Wenn Technologie-Adoption eins ist, dann sehr sehr sehr unberechenbar, oft zutiefst seltsam und folgt selten simplen Modellen2. Noch mehr, wenn die Technologie in Frage durch eine Investment-Blase verzehrt wird. Und je größer die Blase ist, desto unwahrscheinlicher wird es, dass ihre Erwartungen erfüllt wird. Die Frage ist nur, ob die heiße Luft sie mit einem Knall oder einem langen, schrillen Pfeifen verlassen wird.

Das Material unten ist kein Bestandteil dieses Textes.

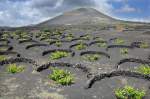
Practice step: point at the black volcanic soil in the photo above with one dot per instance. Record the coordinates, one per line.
(31, 84)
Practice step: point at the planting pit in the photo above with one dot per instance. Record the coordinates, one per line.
(93, 55)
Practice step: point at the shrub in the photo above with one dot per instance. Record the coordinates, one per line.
(58, 55)
(2, 57)
(144, 45)
(58, 44)
(102, 44)
(13, 68)
(91, 58)
(124, 51)
(80, 46)
(144, 69)
(119, 41)
(3, 49)
(129, 92)
(61, 76)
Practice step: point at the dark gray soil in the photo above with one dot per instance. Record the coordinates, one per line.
(31, 84)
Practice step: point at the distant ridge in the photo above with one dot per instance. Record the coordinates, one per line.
(80, 16)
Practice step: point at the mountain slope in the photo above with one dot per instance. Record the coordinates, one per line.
(79, 16)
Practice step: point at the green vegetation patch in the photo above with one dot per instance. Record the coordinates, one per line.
(124, 51)
(102, 44)
(119, 41)
(80, 46)
(58, 43)
(13, 68)
(129, 92)
(3, 49)
(59, 54)
(61, 76)
(144, 45)
(91, 57)
(2, 57)
(144, 69)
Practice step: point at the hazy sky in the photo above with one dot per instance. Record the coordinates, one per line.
(24, 12)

+ Auch noch eine Erinnerung an der Stelle, dass der Gartner Hype Cycle ein mieses Modell ist und keinerlei Vorhersagekraft hat.
+ Weil es eine gute Case Study ist: Glaub mir, du wolltest schon immer was über die Geschichte von Tomaten-Erntemaschinen lesen.

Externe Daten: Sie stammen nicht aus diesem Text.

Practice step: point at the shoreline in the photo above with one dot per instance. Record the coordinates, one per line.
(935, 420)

+ Die sinkenden Kosten der OpenAI API haben den Punkt erreicht, an dem ihr Einsatz für werbefinanzierte Spam-Contentfarmen profitabel ist. Oder “Slop”, wie Ryan Broderick sagen würde.
Merkwürdiges und Anderes
Vice—Es ist überraschend, wie eindeutig sich der Untergang von Vice, einem der Vorzeigemedien der 2010er, ausschließlich auf das Management zurückführen lässt. Internes Chaos, fehlende Prozesse und Selbstbedienung: während Freelancer:innen und Dienstleister ihr Geld einklagen mussten, gönnte sich das Management noch vor der Pleite großzügige Boni.

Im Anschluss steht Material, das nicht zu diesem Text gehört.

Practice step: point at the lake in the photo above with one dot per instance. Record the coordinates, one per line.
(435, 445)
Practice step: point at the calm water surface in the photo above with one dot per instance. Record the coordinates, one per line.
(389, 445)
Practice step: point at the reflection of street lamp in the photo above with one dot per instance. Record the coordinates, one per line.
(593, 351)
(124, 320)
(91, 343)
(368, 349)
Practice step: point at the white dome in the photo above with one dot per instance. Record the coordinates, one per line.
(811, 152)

Mit CrowdStrike im Hintergrund: ein guter Moment “When Good Software Goes Bad” zu lesen 🛠️
Ein Telefonbuch für das Indie-Web ☎️
Ein PDF größer als
Deutschland,die Distanz zwischen Mond und Erde, das UniversumEine Gallerie gestohlener Button 🥷
Ein paar Notizen zu den Unterschieden zwischen der Fantasie und Realität von Technologien
Radikal weniger Meetings und mehr Dokumentation machen glücklicher (Laut Slack und Asana) 👨💻
Tatsächlich gute Tipps, um ChatGPT als Schreibwerkzeug einzusetzen
Die Geschichte des Stream Decks ⌨️
Die Vor- und Nachteile von LLMs in der Geschichtsforschung (ft. kanadische Biberjäger) 🦫
Verfügbare Datenquellen für KI versiegen rasant ¯\_(ツ)_/¯
Rest of the World sammelt Fälle von GenAI-Einsätzen bei Wahlen weltweit
Ein Argument gegen die Annahme, dass die Welt immer komplexer wird 👀
In der geheimen, aber wundervollen Welt der Online-Schweine-Rennen 🐽
ISIS hat inzwischen ein GenAI-Propaganda-Strategie
In 2023 wurden das erste Mal in den USA über 1.000 Mal Emojis in Gerichtsverhandlungen verwendet 🧑🏻⚖️
Out: Prompt Engineering ist kein “Future Skill” sondern ein Zwischenschritt
In: Vape-native Journalism 💨
Leseempfehlung dazu “Bubbles and Crashes: The Boom and Bust of Technological Innovation” von Brent Goldfarb and David A. Kirsch
In “Progress without People” beobachtete der Historiker David Noble beispielsweise, dass Manager:innen oft irrational in ihrem Einsatz von Automatisierung sind:
When the cost of machinery was lower than that of labour, they bought machines, but when the cost of machines was higher than that of labour, they still bought machines (and sometimes fudged the justification accordingly).
[…]
Managers feel they must automate because “everyone’s doing it,” out of fear that they will be undone by more up-to-date competitors (a paranoia encouraged by equipment vendors). There is this vague belief that the drive to automate is inevitable, unavoidable, and this belief becomes a self-fulfilling prophesy. In the stampede, meanwhile, there is very little sober analysis of costs and benefits.